Consider upscaling VMs with a single vCPU in production to decrease sensitivity to saturation
We've recently seen at least two incidents where single-core VMs have shown periodical patterns of saturation roughly matching chef-repo runs cadence:
- production#6238 (closed) sd-exporter-01-inf-gprd is down: This caused a myriad of alerts from the exporter going dark. We already upscaled this VM to mitigate the incident
- production#6230 (closed) Flaky git service SLI: This caused intermittent interruptions to feature flag changes and deployments. In this case it's not obvious that a simple upscale would fix the latency issue, but we did notice the periodic pattern of CPU stress. The VMs remain single-core.
One of the avenues of investigation is the saturation that chef-client runs are (perhaps unnecessarily) incurring on the nodes (see https://gitlab.com/gitlab-com/gl-infra/infrastructure/-/issues/15083), but we might want to consider discouraging single-core VMs and upscaling our current ones, so that we don't have such a limited breathing room where otherwise menial CPU work might cause monitoring noise.

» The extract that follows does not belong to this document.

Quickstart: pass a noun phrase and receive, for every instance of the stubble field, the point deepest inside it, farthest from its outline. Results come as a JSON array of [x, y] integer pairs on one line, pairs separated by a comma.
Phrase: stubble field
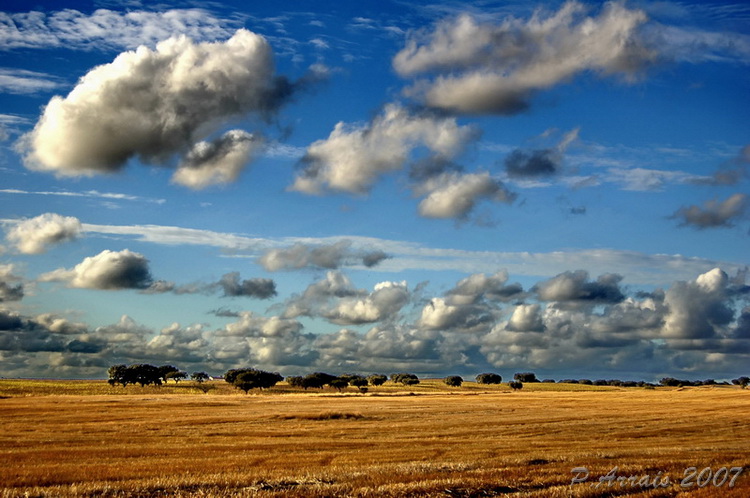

Currently the following machines are single core (n1-standard-1 1vCPU, 3.75GB of RAM):
- camoproxy-01-sv-gprd
- camoproxy-02-sv-gprd
- redis-cache-sentinel-01-db-gprd
- redis-cache-sentinel-02-db-gprd
- redis-cache-sentinel-03-db-gprd
Upscaling these machines would give us more wiggle room so that if we have a resource intensive task, even something rutinary as chef-client runs we don't have an exaggerated effect on the machines.